Batts, the police commissioner, has said Gray should have been buckled in. "We know he was not buckled in the transport wagon, as he should've been. No excuses for that, period," Batts said last week.

Police have said five of the six officers have been interviewed by detectives, while the sixth invoked the right to decline to be questioned. WJLA reported the van driver was the officer who has not be interviewed.

Report: Gray was trying to hurt himself, prisoner says (what prisoner? what is his name? what is he charged with? is he detained? - why does white media find him credible w/o providing any details about him?)

The news of what the second prisoner told police was in a Washington Post account that cites an investigative document written by a Baltimore police investigator.

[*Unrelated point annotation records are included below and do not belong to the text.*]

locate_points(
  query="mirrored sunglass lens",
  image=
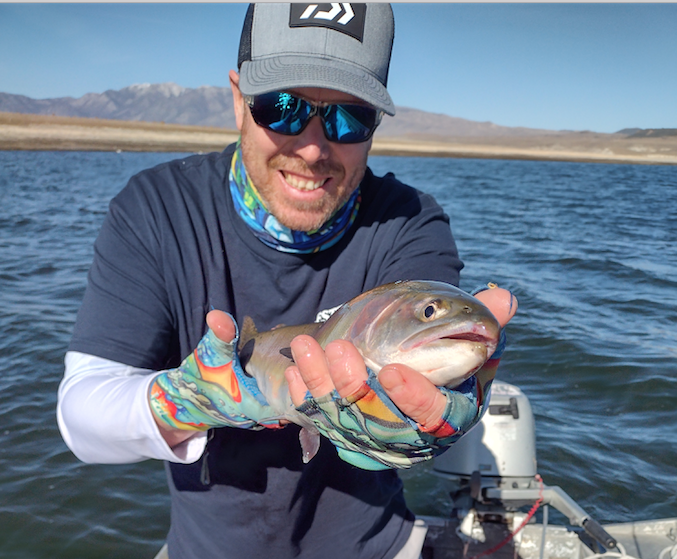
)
(349, 123)
(280, 112)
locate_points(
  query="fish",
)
(433, 327)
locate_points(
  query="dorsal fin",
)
(247, 332)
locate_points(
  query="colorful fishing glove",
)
(210, 389)
(370, 432)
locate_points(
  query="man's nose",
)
(312, 145)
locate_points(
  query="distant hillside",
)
(213, 106)
(166, 102)
(653, 132)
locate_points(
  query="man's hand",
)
(209, 388)
(340, 367)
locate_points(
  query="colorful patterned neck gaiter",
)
(252, 210)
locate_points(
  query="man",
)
(282, 227)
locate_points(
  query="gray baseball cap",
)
(344, 46)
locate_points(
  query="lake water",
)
(590, 251)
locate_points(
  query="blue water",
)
(590, 251)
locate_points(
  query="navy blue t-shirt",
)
(172, 248)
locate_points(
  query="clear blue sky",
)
(600, 67)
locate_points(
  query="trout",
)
(433, 327)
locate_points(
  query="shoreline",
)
(30, 132)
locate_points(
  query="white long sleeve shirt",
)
(104, 415)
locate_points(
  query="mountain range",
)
(213, 106)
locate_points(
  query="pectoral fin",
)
(310, 444)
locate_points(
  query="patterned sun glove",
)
(370, 432)
(210, 389)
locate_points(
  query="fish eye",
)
(431, 310)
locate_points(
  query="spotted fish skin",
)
(433, 327)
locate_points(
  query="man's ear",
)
(238, 100)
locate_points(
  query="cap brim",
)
(289, 72)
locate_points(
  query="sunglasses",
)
(287, 114)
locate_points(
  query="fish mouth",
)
(481, 333)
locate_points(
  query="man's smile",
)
(300, 183)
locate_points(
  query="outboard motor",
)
(493, 468)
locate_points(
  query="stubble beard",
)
(314, 213)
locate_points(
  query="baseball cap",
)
(344, 46)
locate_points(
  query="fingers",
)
(413, 394)
(339, 366)
(221, 324)
(501, 302)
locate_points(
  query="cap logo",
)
(345, 17)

In it, a prisoner who was in the police van with Gray said he could hear Gray "banging against the walls" of the van and thought Gray "was intentionally trying to injure himself."

The prisoner was separated from Gray by a metal barrier and could not see him, police have said.

The account is similar to what Batts told CNN affiliate WJZ-TV last week: that another suspect in the van heard Gray "thrashing about." [how convenient]

But Gray family attorney Jason Downs disputes the notion that Gray caused his own fatal injury.

"We disagree with any implication that Freddie Gray severed his own spinal cord," Downs told the Post. "We question the accuracy of the police reports we've seen thus far, including the police report that says Mr. Gray was arrested without force or incident."

An attorney for the local police union has said those moments in the van are critical to understanding the case.

"Our position is something happened in that van," police union attorney Michael Davey said. "We just don't know what."

Regardless of what happened, the police commissioner said Gray should have gotten medical help sooner.

"We know our police employees failed to get him medical attention in a timely manner multiple times," Batts said last week.